Ascham makes some very important points, relevant even for Tudor aesthetics in general. He thinks that language does not refer to things directly: language is always mediated by other languages, by the conversations of others around us and by the texts we read. Thus, we learn language (eloquent language, language that can persuade) through imitation, and education is nothing but the direction of, and the right control over, those various written and spoken texts in the course of imitation. The ultimate goal is to form the self in and through language, and he compares the universe of language to a human body, so that the various forms of eloquence make up a whole body of eloquence. He divides the body of eloquence into four members: Poetic, Historic, Philosophic and Oratorical, and then the Poetic is subdivided into comic, epic, tragic and melic (lyric) parts. Thus, the imitation (of nature, of action) is never direct: a poet imitates something by imitating other poets imitating something.

In Ascham’s discussion, we find some of the most significant tenets of the Tudor attitude to language and to learning. The language which creates one’s self is “subtracted”

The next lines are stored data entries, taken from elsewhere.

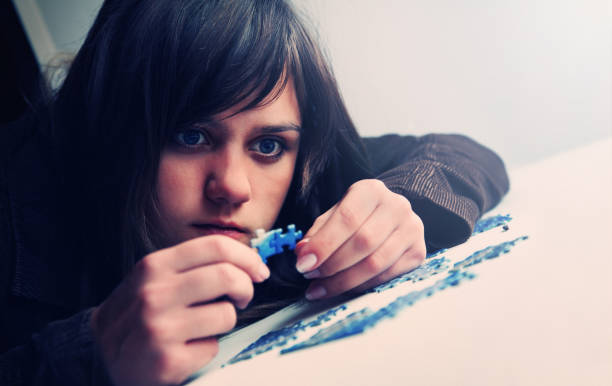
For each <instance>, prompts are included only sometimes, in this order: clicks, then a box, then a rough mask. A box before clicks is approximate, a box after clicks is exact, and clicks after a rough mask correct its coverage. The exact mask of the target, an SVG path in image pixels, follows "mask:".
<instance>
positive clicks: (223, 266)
mask: <svg viewBox="0 0 612 386" xmlns="http://www.w3.org/2000/svg"><path fill="white" fill-rule="evenodd" d="M216 269H217V275H218V277H219V279H220V281H221V282H222V283H223V284H224V286H225V287H226V288H235V287H236V286H237V283H236V281H237V278H236V268H235V267H234V266H233V265H231V264H229V263H219V264H217V266H216Z"/></svg>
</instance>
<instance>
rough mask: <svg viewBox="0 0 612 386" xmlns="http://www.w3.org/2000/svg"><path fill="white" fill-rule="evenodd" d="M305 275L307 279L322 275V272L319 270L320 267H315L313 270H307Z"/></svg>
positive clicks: (305, 273) (314, 278) (304, 275)
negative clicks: (309, 271)
mask: <svg viewBox="0 0 612 386" xmlns="http://www.w3.org/2000/svg"><path fill="white" fill-rule="evenodd" d="M304 277H305V278H306V279H316V278H317V277H321V272H319V270H318V269H315V270H313V271H310V272H306V273H305V274H304Z"/></svg>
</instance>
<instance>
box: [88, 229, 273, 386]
mask: <svg viewBox="0 0 612 386" xmlns="http://www.w3.org/2000/svg"><path fill="white" fill-rule="evenodd" d="M269 275H270V271H269V270H268V267H266V265H265V264H263V262H262V261H261V259H260V257H259V255H258V254H257V252H256V251H255V250H254V249H251V248H249V247H247V246H246V245H244V244H242V243H240V242H238V241H236V240H234V239H232V238H229V237H226V236H220V235H213V236H204V237H199V238H196V239H192V240H189V241H186V242H183V243H181V244H178V245H176V246H174V247H171V248H167V249H162V250H159V251H156V252H154V253H151V254H150V255H147V256H146V257H145V258H143V259H142V260H141V261H140V262H138V264H136V266H135V267H134V269H133V270H132V272H131V273H130V274H129V275H128V277H126V278H125V280H124V281H123V282H122V283H121V284H120V285H119V286H118V287H117V288H116V289H115V291H114V292H113V293H112V294H111V295H110V296H109V297H108V298H107V299H106V300H105V301H104V302H103V303H102V304H101V305H100V306H99V307H98V308H96V309H95V310H94V311H93V314H92V322H91V323H92V329H93V331H94V336H95V337H96V340H97V342H98V344H99V346H100V348H101V352H102V357H103V359H104V362H105V364H106V367H107V370H108V373H109V375H110V376H111V378H112V380H113V382H114V383H115V384H117V385H167V384H177V383H180V382H181V381H183V380H185V378H186V377H188V376H189V375H190V374H192V373H193V372H195V371H197V370H198V369H199V368H201V367H202V366H204V365H205V364H207V363H208V362H210V361H211V360H212V358H213V357H214V356H215V355H216V354H217V351H218V342H217V339H216V338H215V336H216V335H218V334H222V333H224V332H227V331H229V330H231V329H232V328H233V327H234V325H235V324H236V310H235V308H234V307H238V308H245V307H246V306H247V304H248V303H249V302H250V301H251V299H252V297H253V282H261V281H264V280H265V279H267V278H268V276H269Z"/></svg>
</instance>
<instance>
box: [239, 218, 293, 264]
mask: <svg viewBox="0 0 612 386" xmlns="http://www.w3.org/2000/svg"><path fill="white" fill-rule="evenodd" d="M282 232H283V229H282V228H278V229H273V230H271V231H269V232H264V230H263V229H257V230H256V231H255V236H256V237H254V238H253V239H251V247H253V248H257V252H258V253H259V256H261V259H262V260H263V262H264V263H267V262H268V257H270V256H272V255H276V254H279V253H281V252H283V247H285V246H286V247H287V249H289V250H293V249H295V244H296V243H297V242H298V241H299V240H300V239H301V238H302V231H296V230H295V225H294V224H291V225H288V226H287V233H282Z"/></svg>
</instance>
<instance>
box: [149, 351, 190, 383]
mask: <svg viewBox="0 0 612 386" xmlns="http://www.w3.org/2000/svg"><path fill="white" fill-rule="evenodd" d="M177 351H178V350H173V349H168V350H164V351H162V352H160V353H159V354H158V356H157V358H156V361H155V362H156V366H155V367H156V368H157V372H158V378H159V380H160V381H161V382H162V383H164V384H176V383H179V382H181V381H182V378H183V377H184V376H186V374H184V372H185V362H186V361H185V360H184V359H186V358H182V355H180V353H178V352H177Z"/></svg>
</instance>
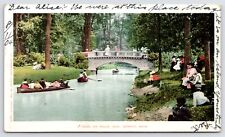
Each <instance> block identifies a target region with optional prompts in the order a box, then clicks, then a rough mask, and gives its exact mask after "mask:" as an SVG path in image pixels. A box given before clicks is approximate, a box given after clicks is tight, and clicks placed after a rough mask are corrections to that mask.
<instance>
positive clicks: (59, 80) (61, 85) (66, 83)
mask: <svg viewBox="0 0 225 137" xmlns="http://www.w3.org/2000/svg"><path fill="white" fill-rule="evenodd" d="M59 83H60V87H64V88H69V85H68V83H69V82H68V81H67V82H65V81H63V79H60V80H59Z"/></svg>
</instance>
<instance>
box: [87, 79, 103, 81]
mask: <svg viewBox="0 0 225 137" xmlns="http://www.w3.org/2000/svg"><path fill="white" fill-rule="evenodd" d="M88 79H90V80H94V81H102V80H101V79H92V78H88Z"/></svg>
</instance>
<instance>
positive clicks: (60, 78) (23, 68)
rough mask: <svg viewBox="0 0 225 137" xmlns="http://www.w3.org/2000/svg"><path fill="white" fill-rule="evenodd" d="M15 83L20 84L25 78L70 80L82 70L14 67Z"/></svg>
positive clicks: (46, 79) (68, 68)
mask: <svg viewBox="0 0 225 137" xmlns="http://www.w3.org/2000/svg"><path fill="white" fill-rule="evenodd" d="M13 69H14V84H20V83H21V82H22V81H23V80H24V79H25V78H27V79H28V80H33V81H35V80H40V79H41V78H44V79H45V80H46V81H53V80H57V79H63V80H70V79H75V78H77V77H78V76H79V73H80V70H79V69H75V68H73V67H62V66H52V67H51V69H50V70H33V69H32V66H25V67H14V68H13Z"/></svg>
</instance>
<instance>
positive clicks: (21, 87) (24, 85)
mask: <svg viewBox="0 0 225 137" xmlns="http://www.w3.org/2000/svg"><path fill="white" fill-rule="evenodd" d="M20 88H23V89H26V88H29V84H28V82H27V79H26V78H25V79H24V81H23V82H22V84H21V85H20Z"/></svg>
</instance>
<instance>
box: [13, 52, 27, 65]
mask: <svg viewBox="0 0 225 137" xmlns="http://www.w3.org/2000/svg"><path fill="white" fill-rule="evenodd" d="M26 59H27V56H26V55H18V56H15V57H14V59H13V60H14V62H13V65H14V66H16V67H22V66H24V65H25V64H26Z"/></svg>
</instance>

from various other linguistic forms and the measure of the success of this process is not the thing but the body, which imitates (while speaking, writing, etc,) and which is also imitated, since we imitate a whole body of eloquence. As opposed to the age after the Renaissance, when, with Descartes, the fundamental category becomes the thing (either a “thinking thing”, res cogitans or an “extended thing”, res extensa), here we may still see the body as the chief category through which the whole universe is seen: indeed, there are several representations (e.g. Richard Case’s Sphaera Civitatis, 1588; William Cuningham The Cosmological Glasse, 1559), where the structure of the universe is mapped out in proportion to the human body. Yet such a study never stops at the human bodily parts: to e. g. blood and liver a corresponding spiritual feature is found, e.g. being Sanguine, and thus, through the human body, a link is established between Jupiter, the planet, with the main influence on the blood and liver, and a human spiritual characteristic (which we today would call “psychological feature”). So the study of the human body is also instrumental to the study of the human spirit and the human mind. In other words, Medieval analogical thinking is still there: what is Jupiter in the heavens is the blood and liver to the human body, and what is the blood to the body is being Sanguine in the world of spirits. Yet it is the visible body, stretched out against the universe on which the wheel turns; and this body is not a dead thing but something which is alive, which is dynamic, which is moving and which imitates even when it does not “want to” i.e. in itself and by itself. Is it surprising, then, that the actor’s body is so easily and readily taken as the representative of other bodies? It imitates me, but also the whole universe, just as I do, but his body is on display, stretched out also against a universe of language (dialogue, discourse, interaction) and against other bodies.

Ascham also follows the humanist tradition by not adhering to a strict or narrow political ideology: the chief attitude to works of all kinds in the age is pluralistic, giving prominence to the potential multiplicity of perspective. This has to do with the belief that all arts can, after all, be learned: even a work of “real” art, like a painting or a poem is less seen as suddenly and wholly inspired by a muse but rather as a work constructed, made (here the meaning of the word art is much closer to the original ‘craftsmanship’ or ‘trade’), and it is made from various, often even discordant perceptions of various cultural forces and practices.

These cultural forces and practices are often congruent with those inherited from classical works but this is not a limit but rather a beginning; both Erasmus and John Colet emphasise that a teacher should not rest satisfied with the ten or twelve standard authors used traditionally in schools, since – as James Cleland later beautifully puts it in his The Institution of a Young Noble Man (1607) – “learning is circular, and the Muses stand around Apollo, having no beginning nor ending more than a geometrical circle”.